Türkiye İstatistik Kurumu’nun (TÜİK) 2021 yılına ait Hanehalkı İşgücü Araştırması yıllık sonuçları (HİA) 23 Martta açıklandı. TÜİK’in açıkladığı verilere göre 2021 yılında çalışma çağında olup da çalışamayanların oranı yüzde 24,4 oldu. Resmi işsizlik oranı ise yüzde 12 olarak açıklandı. TÜİK ayrıca 2020 ile 2021 arasındaki bir yıllık dönemde istihdamda 2,1 milyon kişilik bir artış olduğunu, 2020 yılında yüzde 42,7 olan istihdam oranının ise 2,5 puanlık artışla yüzde 45,2 olduğunu açıkladı. TÜİK’in gerçek işsizlik verilerine ulaşmak yerine işsizliği düşük göstermek hedefiyle uyguladığı yöntemin verdiği sonuçlar, hayatın gerçekleriyle örtüşmüyor. Zaten TÜİK’in 2021 işsizlik oranlarını açıklamasının ardından sadece 2 gün geçmişti ki Adıyaman’dan gelen bir haber TÜİK verilerinin gerçeklerle uyuşmadığını ve işsizliğin nasıl büyük bir sorun olduğunu ortaya koydu. Sağlık Bakanlığının Adıyaman’da açtığı 53 kişilik işçi kadrosuna 25 bin kişi başvurdu. Bunlar içinde temizlik işi için açılan 19 kişilik kadroya 17 bin 86 kişinin başvurması ve bunların da 2 bin 170’inin üniversite mezunu olması işsizlik sorununun geldiği boyutu çarpıcı bir şekilde gösteriyor.

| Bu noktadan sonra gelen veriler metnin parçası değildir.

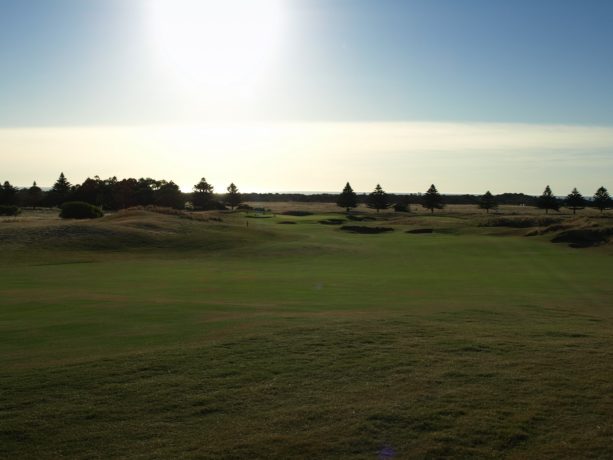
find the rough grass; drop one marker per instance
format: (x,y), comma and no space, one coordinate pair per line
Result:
(301,341)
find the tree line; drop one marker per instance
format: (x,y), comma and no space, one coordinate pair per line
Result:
(378,199)
(114,194)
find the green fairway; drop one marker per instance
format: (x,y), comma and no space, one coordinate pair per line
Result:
(251,339)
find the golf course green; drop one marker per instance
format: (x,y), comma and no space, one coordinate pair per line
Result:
(230,335)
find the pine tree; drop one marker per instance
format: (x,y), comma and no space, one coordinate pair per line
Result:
(378,199)
(59,193)
(432,199)
(8,194)
(169,195)
(34,195)
(202,195)
(548,201)
(347,199)
(233,197)
(602,199)
(488,202)
(574,201)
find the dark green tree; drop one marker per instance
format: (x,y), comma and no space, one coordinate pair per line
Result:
(60,191)
(347,199)
(34,196)
(548,201)
(125,193)
(602,199)
(378,199)
(574,201)
(90,191)
(233,197)
(487,202)
(8,194)
(202,196)
(169,195)
(432,199)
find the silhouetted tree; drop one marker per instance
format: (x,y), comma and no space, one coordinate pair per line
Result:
(34,196)
(378,199)
(8,194)
(125,193)
(602,199)
(548,201)
(144,191)
(574,201)
(169,195)
(432,199)
(59,192)
(90,191)
(487,202)
(233,197)
(202,195)
(347,199)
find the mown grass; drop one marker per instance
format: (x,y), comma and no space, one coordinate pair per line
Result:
(301,341)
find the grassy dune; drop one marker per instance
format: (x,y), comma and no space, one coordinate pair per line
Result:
(156,336)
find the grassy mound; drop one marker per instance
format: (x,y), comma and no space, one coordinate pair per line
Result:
(130,230)
(584,237)
(520,222)
(420,230)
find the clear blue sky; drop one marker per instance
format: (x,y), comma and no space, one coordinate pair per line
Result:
(75,63)
(546,61)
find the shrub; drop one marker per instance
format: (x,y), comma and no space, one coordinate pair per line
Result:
(332,221)
(80,210)
(366,230)
(9,210)
(297,213)
(401,207)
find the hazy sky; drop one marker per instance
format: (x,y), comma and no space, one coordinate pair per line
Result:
(309,94)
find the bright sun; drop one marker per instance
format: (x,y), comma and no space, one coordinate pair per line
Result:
(216,50)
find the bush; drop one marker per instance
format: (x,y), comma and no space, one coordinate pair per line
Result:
(297,213)
(80,210)
(9,210)
(366,230)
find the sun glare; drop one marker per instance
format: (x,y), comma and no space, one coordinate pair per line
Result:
(216,51)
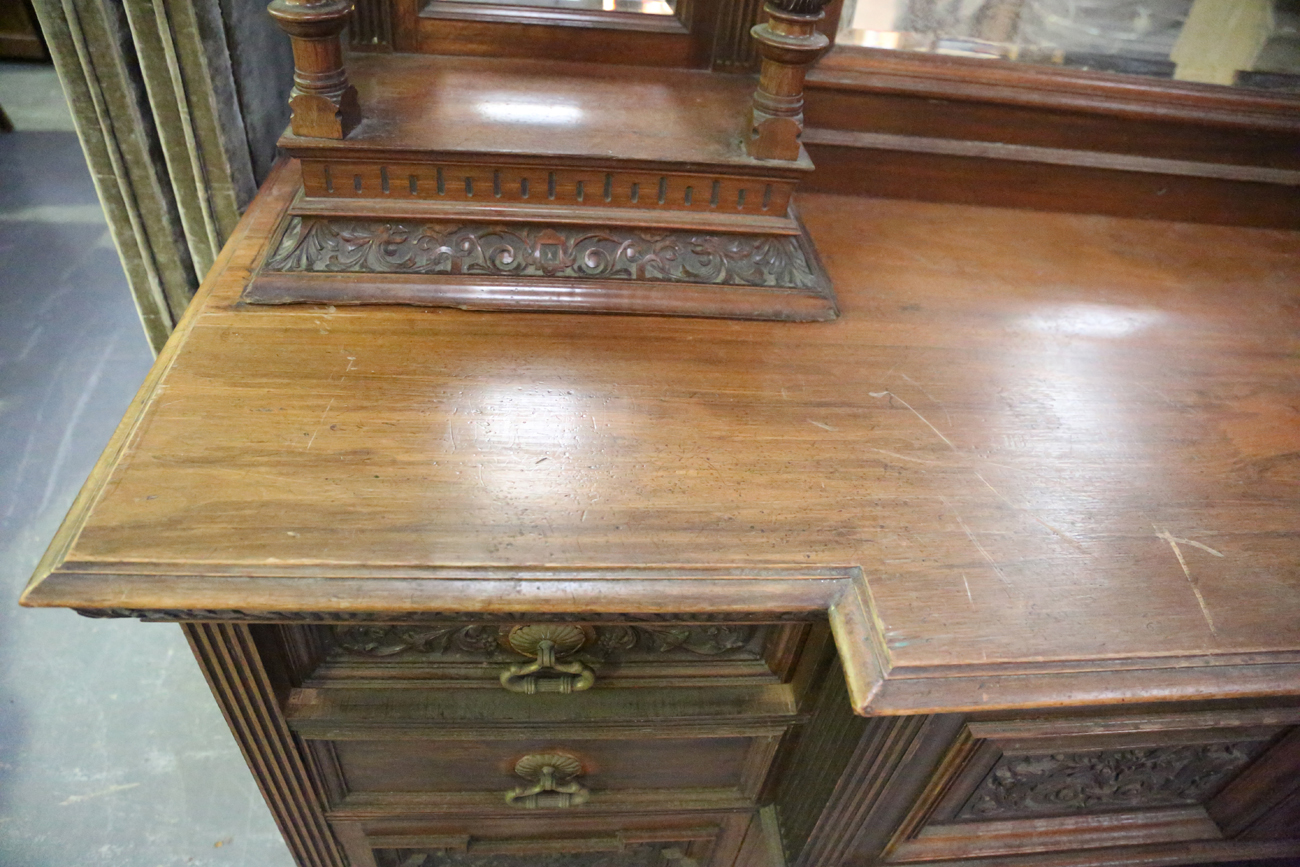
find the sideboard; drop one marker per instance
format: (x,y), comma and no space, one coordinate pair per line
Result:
(1001,567)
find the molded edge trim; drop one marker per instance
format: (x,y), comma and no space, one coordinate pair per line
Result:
(161,592)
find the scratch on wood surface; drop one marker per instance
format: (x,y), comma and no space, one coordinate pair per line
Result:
(1173,542)
(321,424)
(975,542)
(112,789)
(893,454)
(934,399)
(1065,536)
(937,432)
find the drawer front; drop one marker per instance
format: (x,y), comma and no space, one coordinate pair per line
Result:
(502,776)
(666,840)
(1032,787)
(583,655)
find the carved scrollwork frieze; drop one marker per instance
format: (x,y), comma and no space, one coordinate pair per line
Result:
(489,641)
(1071,783)
(389,618)
(320,245)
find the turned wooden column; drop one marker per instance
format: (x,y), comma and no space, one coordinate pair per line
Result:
(324,103)
(788,42)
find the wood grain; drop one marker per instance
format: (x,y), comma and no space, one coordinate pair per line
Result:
(1071,436)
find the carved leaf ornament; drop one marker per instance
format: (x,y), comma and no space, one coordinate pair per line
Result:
(1069,783)
(489,640)
(376,247)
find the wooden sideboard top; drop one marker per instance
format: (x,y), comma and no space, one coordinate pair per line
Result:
(421,104)
(1058,454)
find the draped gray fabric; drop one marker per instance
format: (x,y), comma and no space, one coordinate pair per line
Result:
(178,104)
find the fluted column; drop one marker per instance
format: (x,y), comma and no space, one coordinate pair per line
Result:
(788,42)
(324,102)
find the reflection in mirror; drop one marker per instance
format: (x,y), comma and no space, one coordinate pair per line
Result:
(1248,43)
(633,7)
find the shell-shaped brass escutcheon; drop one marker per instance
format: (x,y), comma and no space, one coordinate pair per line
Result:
(564,767)
(564,637)
(553,777)
(546,673)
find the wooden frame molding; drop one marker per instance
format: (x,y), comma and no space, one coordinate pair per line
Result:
(843,594)
(897,124)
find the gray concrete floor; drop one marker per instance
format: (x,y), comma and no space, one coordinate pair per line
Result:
(112,750)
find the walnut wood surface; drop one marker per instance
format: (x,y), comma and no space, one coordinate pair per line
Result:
(976,131)
(425,105)
(1061,450)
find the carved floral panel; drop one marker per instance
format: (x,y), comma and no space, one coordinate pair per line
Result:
(521,250)
(1070,783)
(488,641)
(633,855)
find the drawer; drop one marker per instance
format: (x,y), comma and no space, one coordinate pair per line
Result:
(667,840)
(581,655)
(549,774)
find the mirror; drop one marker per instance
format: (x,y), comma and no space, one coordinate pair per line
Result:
(1247,43)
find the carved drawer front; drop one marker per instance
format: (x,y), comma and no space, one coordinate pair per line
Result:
(1023,787)
(546,774)
(557,657)
(675,840)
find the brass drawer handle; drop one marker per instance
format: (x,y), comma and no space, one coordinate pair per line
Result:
(553,783)
(546,642)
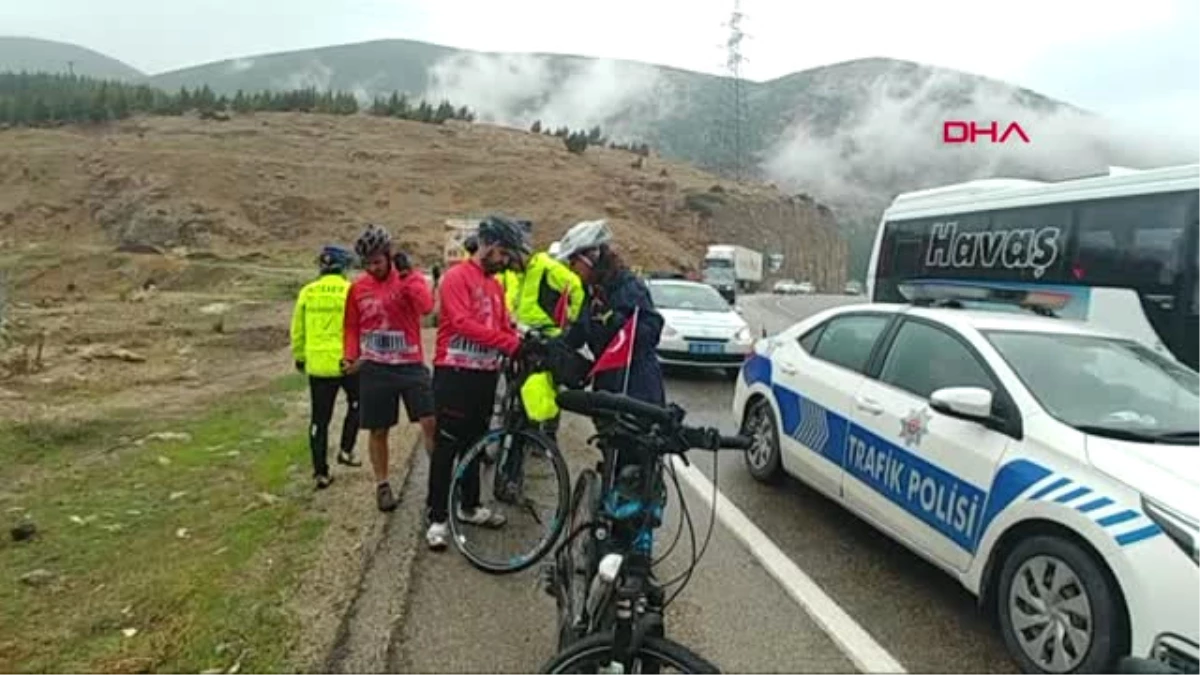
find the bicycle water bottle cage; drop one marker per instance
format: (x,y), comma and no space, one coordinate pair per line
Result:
(624,501)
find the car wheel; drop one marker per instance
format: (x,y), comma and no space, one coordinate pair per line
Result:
(1059,611)
(762,459)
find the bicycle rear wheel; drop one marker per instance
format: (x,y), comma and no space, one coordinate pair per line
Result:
(660,653)
(537,515)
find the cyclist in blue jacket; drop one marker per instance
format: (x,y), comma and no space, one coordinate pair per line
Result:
(613,294)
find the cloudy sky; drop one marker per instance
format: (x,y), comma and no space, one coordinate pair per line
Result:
(1132,60)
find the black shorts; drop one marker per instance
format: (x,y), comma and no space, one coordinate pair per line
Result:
(382,387)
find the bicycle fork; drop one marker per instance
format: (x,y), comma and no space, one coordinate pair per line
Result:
(634,620)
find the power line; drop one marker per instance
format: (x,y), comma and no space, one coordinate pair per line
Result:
(736,114)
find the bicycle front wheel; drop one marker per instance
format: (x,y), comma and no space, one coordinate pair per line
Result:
(527,518)
(655,655)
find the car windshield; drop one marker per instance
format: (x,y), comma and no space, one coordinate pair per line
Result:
(1105,386)
(688,297)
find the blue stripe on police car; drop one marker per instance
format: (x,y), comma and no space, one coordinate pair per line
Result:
(955,508)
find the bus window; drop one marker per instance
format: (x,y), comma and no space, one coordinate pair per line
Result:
(1032,243)
(900,257)
(1133,243)
(1138,243)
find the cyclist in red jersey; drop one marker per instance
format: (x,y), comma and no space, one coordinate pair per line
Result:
(474,334)
(383,345)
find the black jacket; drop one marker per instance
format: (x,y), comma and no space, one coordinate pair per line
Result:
(605,311)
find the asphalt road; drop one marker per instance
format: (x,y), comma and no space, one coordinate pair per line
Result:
(733,611)
(923,617)
(461,620)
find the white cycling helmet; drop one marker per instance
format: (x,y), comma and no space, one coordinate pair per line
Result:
(581,237)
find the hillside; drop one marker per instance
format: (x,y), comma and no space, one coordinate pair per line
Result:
(279,185)
(851,135)
(47,55)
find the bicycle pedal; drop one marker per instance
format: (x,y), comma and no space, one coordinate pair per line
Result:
(546,574)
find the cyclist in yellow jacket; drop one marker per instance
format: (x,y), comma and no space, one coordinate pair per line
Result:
(545,294)
(317,350)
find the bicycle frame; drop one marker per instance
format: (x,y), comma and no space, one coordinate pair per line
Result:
(622,592)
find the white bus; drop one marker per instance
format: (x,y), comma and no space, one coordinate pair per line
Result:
(1122,250)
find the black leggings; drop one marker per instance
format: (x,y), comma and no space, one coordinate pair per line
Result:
(323,393)
(463,401)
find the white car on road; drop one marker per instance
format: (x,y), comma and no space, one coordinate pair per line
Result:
(1053,469)
(700,328)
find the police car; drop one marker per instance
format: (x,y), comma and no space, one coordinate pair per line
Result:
(1051,467)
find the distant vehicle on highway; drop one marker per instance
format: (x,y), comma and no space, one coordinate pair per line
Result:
(732,269)
(701,329)
(792,287)
(1048,465)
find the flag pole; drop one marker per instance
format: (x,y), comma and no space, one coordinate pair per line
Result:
(629,360)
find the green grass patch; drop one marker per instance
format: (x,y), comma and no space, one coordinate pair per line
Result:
(172,538)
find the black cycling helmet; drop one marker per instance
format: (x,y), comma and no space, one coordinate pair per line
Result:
(471,244)
(372,240)
(507,233)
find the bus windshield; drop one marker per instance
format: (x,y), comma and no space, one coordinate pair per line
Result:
(1143,248)
(1104,384)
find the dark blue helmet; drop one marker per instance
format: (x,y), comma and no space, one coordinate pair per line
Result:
(504,232)
(334,260)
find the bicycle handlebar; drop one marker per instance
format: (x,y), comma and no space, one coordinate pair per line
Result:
(1138,665)
(599,404)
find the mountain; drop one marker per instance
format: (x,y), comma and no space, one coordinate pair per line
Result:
(851,135)
(282,184)
(47,55)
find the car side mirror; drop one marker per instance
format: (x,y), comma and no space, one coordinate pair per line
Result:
(964,402)
(1137,665)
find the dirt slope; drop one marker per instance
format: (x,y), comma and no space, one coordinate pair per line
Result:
(281,184)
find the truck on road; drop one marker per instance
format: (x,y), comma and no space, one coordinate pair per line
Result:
(730,268)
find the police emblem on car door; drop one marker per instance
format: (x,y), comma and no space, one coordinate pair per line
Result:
(912,428)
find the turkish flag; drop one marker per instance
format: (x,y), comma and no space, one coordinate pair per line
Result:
(619,352)
(562,310)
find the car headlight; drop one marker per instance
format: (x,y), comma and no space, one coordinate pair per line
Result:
(1182,530)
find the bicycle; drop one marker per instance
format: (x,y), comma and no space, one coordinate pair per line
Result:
(505,449)
(611,607)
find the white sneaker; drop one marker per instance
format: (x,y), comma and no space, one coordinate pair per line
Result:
(483,517)
(437,536)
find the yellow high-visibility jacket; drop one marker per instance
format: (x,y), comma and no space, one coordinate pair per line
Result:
(539,297)
(317,324)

TÜİK’in 2021 yılı işgücü verilerini açıklamasının ardından Devrimci İşçi Sendikaları Konfederasyonu Araştırma Merkezi (DİSK-AR), TÜİK’in verilerini kullanarak 2021 yılı İşsizlik ve İstihdam Görünümü raporunu açıkladı. Açıklanan raporda TÜİK’in verilerinin sınırlı olduğu, istihdam verilerinin tek başına istihdamın niteliği konusunda bilgi vermediği, bu nedenle DİSK-AR’ın istihdamın niteliğine göre bir ayrıma giderek yeni bir istihdam verisi hesaplamaya başladığı belirtiliyor. İstihdamı değil kayıtlı ve tam zamanlı olarak çalışanların oranını ortaya koyan bu yönteme Kayıtlı ve Tam Zamanlı İstihdam (KATİ) deniyor. Bu hesaplama yöntemi ile ve TÜİK’in verileri kullanılarak 2021 yılı işsizlik rakamlarını açıklayan DİSK-AR raporuna göre gerçek işsiz sayısı salgın öncesine göre (2019) 1,4 milyon arttı. Çalışma çağındaki (15 yaş üstü) 63,7 milyon kişinin sadece 19,7 milyonunun, kadınların ise 5,3 milyonunun kayıtlı ve tam zamanlı bir işe sahip olduğu açıklanıyor.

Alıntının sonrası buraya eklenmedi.